Flashpoint #4 - While I’ve tried my hardest to be enthusiastic and positive about this crossover for quite some time, this issue has shown me that all of my positivity has been for nothing. Without a shadow of a doubt, I can officially call this a failure of a crossover and perhaps the most ambitious failure I’ve seen in quite some time. I’m a huge fan of both Geoff Johns and Andy Kubert, but they have let me down more than I ever could have imagined.
Johns has proven himself time and time again with big event stories like Infinite Crisis and Blackest Night, but in those stories, there was a balance between action and character development that made those stories compelling and thrilling. This issue, like the three before it, features numerous pages of characters sitting around and talking about how they wish there were heroes and nothing happens. Finally, in the last 6 pages, we finally get to see the war between the Atlanteans and the Amazons but Kubert’s usually kinetic art comes off as static and unintersting. Everyone looks posed and statuesque rather than in motion.
After the last issue comes out in a few weeks, I’ll discuss the overall thematic implications of Flashpoint because as a whole, it poses some questions worthy of discussion, but the problem is that the questions posed aren’t particularly interesting.
Batman: Knight of Vengeance #3 - Even though I was sorely disappointed with Flashpoint the main series, I suppose I should be grateful that it exists because without it, we wouldn’t have this phenomenal mini-series.
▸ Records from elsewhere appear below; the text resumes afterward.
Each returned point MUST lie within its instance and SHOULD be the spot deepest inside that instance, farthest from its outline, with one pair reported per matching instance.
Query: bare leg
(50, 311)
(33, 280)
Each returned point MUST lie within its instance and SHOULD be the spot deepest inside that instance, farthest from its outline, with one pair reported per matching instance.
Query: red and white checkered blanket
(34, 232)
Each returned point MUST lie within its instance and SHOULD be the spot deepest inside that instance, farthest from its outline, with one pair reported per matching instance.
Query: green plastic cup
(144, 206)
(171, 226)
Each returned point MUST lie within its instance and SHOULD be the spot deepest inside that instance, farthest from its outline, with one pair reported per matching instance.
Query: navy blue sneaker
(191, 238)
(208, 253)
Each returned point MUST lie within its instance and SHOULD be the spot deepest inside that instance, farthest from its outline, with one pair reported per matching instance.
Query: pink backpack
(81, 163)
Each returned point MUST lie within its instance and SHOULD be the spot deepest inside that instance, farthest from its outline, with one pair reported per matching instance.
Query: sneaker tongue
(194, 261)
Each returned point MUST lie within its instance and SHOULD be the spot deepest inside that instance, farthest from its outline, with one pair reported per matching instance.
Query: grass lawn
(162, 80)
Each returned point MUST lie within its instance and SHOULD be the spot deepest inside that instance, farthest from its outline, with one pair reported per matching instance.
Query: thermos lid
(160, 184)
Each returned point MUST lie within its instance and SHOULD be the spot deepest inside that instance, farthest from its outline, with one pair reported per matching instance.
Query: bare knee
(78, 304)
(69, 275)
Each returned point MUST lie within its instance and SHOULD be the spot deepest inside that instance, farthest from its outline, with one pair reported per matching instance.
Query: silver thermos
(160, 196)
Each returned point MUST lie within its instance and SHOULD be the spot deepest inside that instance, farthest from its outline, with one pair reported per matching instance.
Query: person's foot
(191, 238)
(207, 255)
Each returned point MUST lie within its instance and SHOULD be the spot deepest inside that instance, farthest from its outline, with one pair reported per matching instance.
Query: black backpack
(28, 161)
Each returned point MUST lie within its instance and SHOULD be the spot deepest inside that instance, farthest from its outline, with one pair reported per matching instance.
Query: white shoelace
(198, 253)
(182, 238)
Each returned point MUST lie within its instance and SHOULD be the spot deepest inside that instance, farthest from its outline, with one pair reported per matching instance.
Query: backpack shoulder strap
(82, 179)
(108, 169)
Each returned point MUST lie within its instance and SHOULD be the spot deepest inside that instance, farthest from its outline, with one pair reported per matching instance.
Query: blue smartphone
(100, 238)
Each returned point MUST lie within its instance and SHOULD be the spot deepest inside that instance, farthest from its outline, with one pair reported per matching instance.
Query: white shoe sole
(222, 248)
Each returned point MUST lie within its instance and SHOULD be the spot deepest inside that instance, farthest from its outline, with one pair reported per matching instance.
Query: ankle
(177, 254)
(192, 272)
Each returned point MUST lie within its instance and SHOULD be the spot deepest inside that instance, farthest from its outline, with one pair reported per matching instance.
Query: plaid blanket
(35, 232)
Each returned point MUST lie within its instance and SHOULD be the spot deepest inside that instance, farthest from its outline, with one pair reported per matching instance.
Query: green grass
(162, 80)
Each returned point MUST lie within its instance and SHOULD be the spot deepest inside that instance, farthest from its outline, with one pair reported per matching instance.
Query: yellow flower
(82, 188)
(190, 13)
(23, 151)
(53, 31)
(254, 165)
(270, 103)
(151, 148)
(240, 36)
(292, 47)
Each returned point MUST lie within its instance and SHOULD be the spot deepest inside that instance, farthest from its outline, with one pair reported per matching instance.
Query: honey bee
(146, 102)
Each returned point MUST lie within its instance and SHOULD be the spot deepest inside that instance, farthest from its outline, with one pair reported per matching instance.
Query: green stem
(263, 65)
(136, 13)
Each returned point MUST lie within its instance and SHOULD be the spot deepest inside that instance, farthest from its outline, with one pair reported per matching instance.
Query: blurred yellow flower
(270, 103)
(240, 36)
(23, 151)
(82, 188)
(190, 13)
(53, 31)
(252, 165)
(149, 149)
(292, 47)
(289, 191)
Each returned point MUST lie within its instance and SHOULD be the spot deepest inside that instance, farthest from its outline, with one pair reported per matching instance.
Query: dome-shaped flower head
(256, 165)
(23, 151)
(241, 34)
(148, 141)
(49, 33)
This issue shifts away from exploring Gotham City without Bruce Wayne, and focuses on what Thomas and Martha Wayne would have been like without their son.
This was such a powerful conclusion to the story and I can’t express how much I love it. Seriously, go buy this comic!!!
World of Flashpoint #3 - This issue completely turned the entire mini-series around. I wasn’t a fan of the two previous issues, but to see Traci be so heroic and kind in a universe filled with so much darkness and inaction is comforting. Thematically, WoF is about how even though so much seems hopeless in the world, if everyone makes an effort to improve the world around them, then things will get better.
Is it cliche? Yes, but it was a message that I needed this week. It’s not a novel idea, but as simple as it is, it made me realize why I love comics – their unrelenting hope. Things will get bad in our world, but things will always get better if we try.
So even though I was less than enthusiastic about this comic before, buy this comic now.
Deathstroke #3 - I was a little shocked that this comic came out this week instead of Abin Sur, but here it is and it ends in an unspectacular way. Jenny Blitz might be Jenny Sparks from Wildstorm and that means that her old boss, the Caretaker, may or may not be Henry Bendix, but none of that really matters. They seem more or less to be completely new characters and ones that aren’t very exciting.
Don’t waste your time
Secret Seven #3 - I don’t know what happened in this series and I don’t care. The Enchantress’s betrayal at the end of the mini comes as no surprise given that she betrays everyone in Flashpoint, but this mini at least gives the reader some idea why she would turn on everyone.
Maybe it’s just because I didn’t know anything about Shade before going into this title or maybe I don’t like magic comics or maybe it’s just a bad comic altogether. Whatever my reason for not enjoying it, avoid this comic.



I can’t tell you how much I agree with your assertions above regarding these comics. Deathstroke was a total mess with a horrid ending.
I’ve tried three times to get through Flashpoint 4, but if anything shiny crosses in view while reading it, I give up (and no, that’s not a commentary about m…oooh…boobies. I love HBO).
But Batman? Yeah…that’s one great book. I won’t spoil it for those planning to read the series in trade, but I will say this: Joker has never been scarier because Azzarello and team give Joker more gravitas and more motivation than I’ve read in a while (that is, if you believe a deeply scarred man would dress as a bat because one flew in his window).